Anisotropies of cosmological gravitational wave backgrounds in non-flat spacetime

TL;DR

This paper introduces a new method to constrain the early Universe's flatness by analyzing anisotropies in the cosmological gravitational wave background, considering non-flat spacetime effects and their correlation with CMB data.

Contribution

It develops a generalized harmonic decomposition approach to study CGWB anisotropies in non-flat spacetime, revealing different behaviors of Sachs-Wolfe and Integrated Sachs-Wolfe effects based on spatial curvature.

Findings

CGWB anisotropies depend on spatial curvature through SW and ISW effects.

Cross-correlations between CGWB and CMB can indicate the sign of non-Gaussianity.
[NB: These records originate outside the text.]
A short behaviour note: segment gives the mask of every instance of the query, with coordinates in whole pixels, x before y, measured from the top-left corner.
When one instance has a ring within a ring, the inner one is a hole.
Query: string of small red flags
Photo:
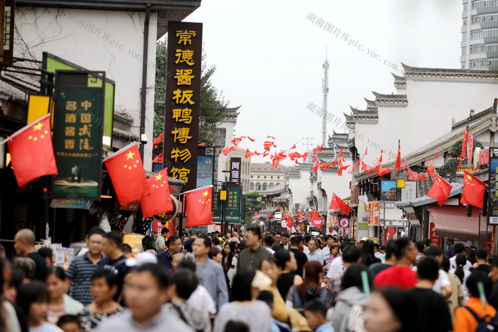
[[[235,137],[232,140],[233,146],[226,147],[222,148],[222,152],[225,155],[228,155],[231,152],[236,151],[237,149],[236,147],[238,146],[239,144],[246,138],[249,139],[251,142],[254,142],[255,140],[249,136],[246,136]],[[467,135],[466,134],[465,139],[467,140]],[[245,158],[249,158],[249,157],[253,155],[262,155],[263,157],[269,156],[270,160],[272,162],[271,166],[273,168],[276,168],[280,162],[285,160],[287,158],[289,158],[291,161],[294,161],[296,164],[298,164],[298,161],[299,160],[304,160],[306,159],[308,156],[311,154],[311,156],[313,156],[312,162],[314,165],[312,169],[314,172],[316,173],[318,169],[327,170],[331,167],[336,168],[337,167],[339,167],[337,174],[340,176],[342,175],[345,171],[347,171],[347,173],[350,174],[352,174],[357,167],[360,167],[362,171],[363,172],[369,174],[377,173],[378,174],[378,176],[380,177],[382,177],[385,174],[389,174],[393,170],[389,167],[389,163],[390,161],[390,158],[387,160],[387,165],[385,168],[382,168],[380,166],[382,161],[383,150],[381,150],[380,155],[378,157],[378,158],[375,159],[373,166],[369,165],[363,161],[365,156],[367,154],[368,150],[368,148],[365,149],[365,152],[363,153],[362,156],[359,158],[358,161],[356,163],[356,164],[354,165],[352,165],[344,164],[346,160],[343,157],[343,150],[344,147],[341,148],[339,155],[337,157],[334,158],[333,161],[320,162],[318,159],[318,152],[322,151],[323,147],[323,144],[317,146],[317,147],[314,148],[311,152],[300,153],[299,152],[296,151],[293,151],[292,152],[290,152],[290,150],[296,148],[295,144],[294,144],[293,146],[287,150],[280,150],[279,152],[277,152],[276,149],[275,149],[277,147],[277,146],[274,143],[274,140],[275,137],[273,136],[269,135],[267,136],[266,140],[263,143],[263,152],[258,152],[255,150],[254,152],[252,152],[250,151],[249,148],[247,148],[245,156]],[[272,148],[275,149],[275,150],[272,152]],[[439,152],[438,152],[437,154],[436,154],[435,158],[437,158],[439,156]],[[436,172],[436,170],[434,169],[433,162],[429,161],[426,163],[426,165],[428,164],[431,164],[431,165],[429,166],[428,168],[425,172],[417,173],[412,171],[411,169],[410,169],[410,167],[408,167],[406,160],[405,160],[402,163],[401,162],[401,145],[398,143],[398,153],[396,156],[394,170],[397,172],[399,171],[400,169],[402,169],[403,171],[406,172],[408,179],[412,181],[424,181],[425,179],[426,176],[430,176],[431,178],[433,180],[433,181],[434,181],[437,178],[437,177],[438,175],[437,173]]]

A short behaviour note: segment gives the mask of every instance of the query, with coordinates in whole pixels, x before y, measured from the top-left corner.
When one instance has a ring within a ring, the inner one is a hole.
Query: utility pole
[[[310,140],[310,139],[315,139],[315,137],[310,137],[309,134],[308,134],[308,137],[301,137],[301,138],[302,138],[303,139],[306,139],[306,144],[305,144],[304,143],[302,143],[302,144],[303,144],[303,145],[306,145],[306,151],[309,151]]]
[[[327,61],[327,47],[325,47],[325,62],[322,65],[323,79],[322,80],[322,90],[323,92],[323,117],[322,118],[322,143],[327,146],[327,97],[329,95],[329,62]]]

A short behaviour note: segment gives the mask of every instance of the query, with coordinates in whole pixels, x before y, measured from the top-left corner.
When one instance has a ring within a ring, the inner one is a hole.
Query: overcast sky
[[[231,107],[242,106],[235,135],[256,140],[240,146],[261,152],[269,135],[278,149],[298,141],[298,150],[304,151],[302,137],[321,143],[321,119],[306,109],[310,102],[322,106],[326,47],[328,111],[343,123],[350,105],[365,110],[364,97],[374,99],[372,91],[395,92],[391,73],[402,76],[401,62],[459,68],[462,10],[461,1],[448,0],[203,0],[184,20],[203,23],[206,61],[217,66],[214,85]],[[310,13],[326,23],[320,27],[307,20]],[[332,33],[324,29],[327,22],[334,25]],[[344,33],[347,42],[341,39]],[[384,64],[386,59],[397,73]],[[336,131],[344,132],[340,126]]]

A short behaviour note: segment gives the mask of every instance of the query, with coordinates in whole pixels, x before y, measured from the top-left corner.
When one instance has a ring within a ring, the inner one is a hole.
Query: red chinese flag
[[[50,115],[47,114],[23,127],[3,141],[7,141],[14,175],[20,187],[40,176],[58,174]]]
[[[482,209],[486,185],[467,171],[464,171],[464,189],[460,203]]]
[[[313,209],[313,212],[311,213],[311,216],[310,217],[310,221],[311,221],[313,225],[316,227],[321,227],[323,224],[323,221],[320,217],[320,214],[315,209]]]
[[[345,203],[344,202],[341,206],[341,213],[343,215],[346,215],[349,216],[349,214],[351,212],[351,208],[350,208],[349,206]]]
[[[401,147],[398,144],[398,156],[396,157],[396,164],[394,165],[394,171],[396,172],[401,168]]]
[[[150,195],[140,151],[134,143],[106,158],[104,162],[121,206]]]
[[[165,168],[150,177],[148,180],[151,195],[140,200],[144,218],[163,212],[173,211],[173,202],[169,196],[168,169]]]
[[[187,192],[186,228],[213,224],[213,186],[206,186]]]
[[[452,188],[451,185],[439,175],[436,175],[434,184],[427,193],[427,196],[436,200],[439,206],[442,206],[444,202],[448,200]]]
[[[330,207],[329,209],[331,210],[337,210],[341,209],[342,206],[342,200],[339,198],[339,196],[335,193],[332,193],[332,200],[330,202]]]
[[[465,149],[467,148],[467,131],[469,127],[465,127],[465,131],[464,132],[464,140],[462,142],[462,154],[460,156],[462,158],[465,157]]]

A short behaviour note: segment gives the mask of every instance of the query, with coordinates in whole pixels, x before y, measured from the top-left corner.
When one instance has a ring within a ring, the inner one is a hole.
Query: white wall
[[[74,22],[68,19],[74,16]],[[116,82],[115,110],[132,116],[131,131],[139,134],[144,19],[144,12],[18,6],[14,56],[41,60],[42,52],[46,51],[87,69],[105,71],[106,77]],[[90,25],[88,30],[85,29],[89,22],[94,25],[93,32],[89,31],[92,28]],[[148,142],[144,148],[149,151],[153,139],[156,34],[157,16],[151,13],[145,111]],[[151,170],[151,154],[144,154],[143,164],[146,170]]]
[[[401,156],[451,131],[451,119],[466,119],[471,109],[476,113],[492,106],[498,86],[496,83],[414,81],[407,79],[406,107],[379,106],[378,123],[356,124],[355,143],[362,155],[368,147],[364,161],[373,165],[384,149],[383,162],[391,153],[395,161],[398,139]]]
[[[308,205],[306,197],[310,193],[309,170],[300,169],[299,172],[300,177],[289,178],[287,180],[289,189],[292,193],[293,209],[295,204]]]

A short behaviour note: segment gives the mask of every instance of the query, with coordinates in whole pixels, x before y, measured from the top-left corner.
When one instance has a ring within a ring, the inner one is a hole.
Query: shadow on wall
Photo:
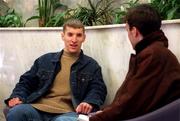
[[[5,107],[4,99],[7,98],[10,94],[10,91],[12,90],[12,86],[9,84],[1,81],[0,82],[0,121],[5,121],[4,114],[3,114],[3,108]]]

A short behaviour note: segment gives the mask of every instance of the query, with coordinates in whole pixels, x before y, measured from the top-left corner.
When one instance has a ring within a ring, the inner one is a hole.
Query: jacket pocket
[[[81,72],[77,76],[78,90],[81,93],[86,93],[89,83],[93,79],[93,75],[86,72]]]

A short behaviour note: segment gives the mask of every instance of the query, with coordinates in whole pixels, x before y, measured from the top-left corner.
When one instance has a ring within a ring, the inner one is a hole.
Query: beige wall
[[[69,8],[75,8],[77,4],[80,4],[82,6],[88,5],[87,0],[60,0],[63,4],[68,5]],[[92,0],[94,2],[97,2],[97,0]],[[116,4],[115,6],[118,6],[120,3],[122,3],[125,0],[115,0]],[[140,0],[141,2],[145,2],[147,0]],[[37,15],[37,11],[35,10],[37,8],[38,0],[6,0],[9,7],[14,8],[22,17],[23,21],[25,22],[29,17]],[[29,26],[38,26],[37,20],[29,21],[26,24],[27,27]]]

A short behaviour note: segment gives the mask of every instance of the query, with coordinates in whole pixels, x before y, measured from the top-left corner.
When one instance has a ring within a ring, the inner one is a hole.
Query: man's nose
[[[73,36],[73,38],[72,38],[72,42],[74,42],[74,43],[75,43],[75,42],[77,42],[77,40],[78,40],[78,39],[77,39],[77,36]]]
Different GW mechanisms show distinct ISW and SW contributions in non-flat spacetime.

Abstract

Recent reports of stochastic gravitational wave background from four independent pulsar-timing-array collaborations have renewed the interest in the cosmological gravitational wave background (CGWB), which is expected to open a new window into the early Universe. Although the early Universe is supposed to be extremely flat from an inflationary point of view, the cosmic microwave background (CMB) data alone from the Planck satellite measurement prefers an enhanced lensing amplitude that can be explained by a closed Universe. In this paper, we propose an independent method to constrain the early-universe flatness from the anisotropies of CGWB. Using the generalized harmonic decompositions in the non-flat spacetime, we find CGWBs from different physical mechanisms such as cosmic inflation and phase transitions share the same integrated Sachs-Wolfe (ISW) term but possess different SW terms, which would exhibit different behaviors when including the spatial curvature since the ISW effect is more sensitive to the spatial curvature than the SW effect. Furthermore, we provide the cross-correlations between CGWB and CMB, implying a positive or negative correlation between their SW effect terms depending on the GW mechanisms, which may hint at the sign of $f_{\mathrm{NL}}$ when considering non-Gaussianity contributions to anisotropies.